Pod scheduling: before using best fit policy (directly via default scheduler) and using it (via scheduler extender)
Additionally, the ability to create your own plugins for the scheduler outside the main Kubernetes development tree (out-of-tree).
Other changes
Also in the release of Kubernetes 1.16, you can note initiative on available metrics in full order, or more precisely, in accordance with to K8s instrumentation. They largely rely on the respective . Inconsistencies arose for various reasons (for example, some metrics were simply created even before the current instructions appeared), and the developers decided that it was time to bring everything to a single standard, "in line with the rest of the Prometheus ecosystem." The current implementation of this initiative is alpha and will be progressively upgraded to beta (1.17) and stable (1.18) in future Kubernetes releases.

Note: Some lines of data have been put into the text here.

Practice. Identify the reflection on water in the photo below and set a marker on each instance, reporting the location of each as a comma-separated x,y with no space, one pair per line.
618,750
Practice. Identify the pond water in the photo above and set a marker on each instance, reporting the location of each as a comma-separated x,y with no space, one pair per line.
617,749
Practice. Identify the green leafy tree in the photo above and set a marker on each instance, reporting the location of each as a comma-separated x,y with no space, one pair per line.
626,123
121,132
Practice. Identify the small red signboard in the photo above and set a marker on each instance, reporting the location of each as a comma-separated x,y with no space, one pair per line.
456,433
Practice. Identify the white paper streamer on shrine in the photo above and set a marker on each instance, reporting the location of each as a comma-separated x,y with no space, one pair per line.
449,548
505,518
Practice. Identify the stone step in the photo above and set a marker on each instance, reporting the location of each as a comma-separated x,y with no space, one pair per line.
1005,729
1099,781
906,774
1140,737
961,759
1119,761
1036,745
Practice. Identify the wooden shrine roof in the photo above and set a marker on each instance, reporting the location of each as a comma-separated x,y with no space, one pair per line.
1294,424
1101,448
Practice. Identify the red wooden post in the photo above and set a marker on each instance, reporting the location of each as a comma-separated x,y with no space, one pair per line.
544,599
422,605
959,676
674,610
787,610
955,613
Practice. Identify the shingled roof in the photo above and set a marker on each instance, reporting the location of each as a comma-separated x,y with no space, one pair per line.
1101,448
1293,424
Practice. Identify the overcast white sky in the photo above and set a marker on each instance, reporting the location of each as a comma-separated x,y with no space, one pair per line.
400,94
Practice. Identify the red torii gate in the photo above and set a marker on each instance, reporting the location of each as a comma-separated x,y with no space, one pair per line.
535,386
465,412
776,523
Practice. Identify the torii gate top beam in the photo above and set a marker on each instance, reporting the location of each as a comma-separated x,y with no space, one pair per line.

In addition, the following changes can be noted:
- Development of support Windows с Kubeadm utilities for this OS (alpha version),
RunAsUserNamefor Windows- containers (alpha version), Group Managed Service Account (gMSA) support up to beta, mount/attach for vSphere volumes. - data compression mechanism in API responses. Previously, an HTTP filter was used for these purposes, which imposed a number of restrictions that prevented its inclusion by default. Now "transparent request compression" works: clients sending
Accept-Encoding: gzipin the header receive a GZIP-compressed response if its size exceeded 128 KB. Go clients automatically support compression (send the right header), so they will immediately notice a decrease in traffic. (Slight modifications may be required for other languages.) - scaling HPA from/to zero pods based on external metrics. If scaling is based on objects/external metrics, then when workloads are idle, you can automatically scale to 0 replicas to save resources. This feature should be especially useful for cases where workers are requesting GPU resources, and the number of different types of idle workers exceeds the number of available GPUs.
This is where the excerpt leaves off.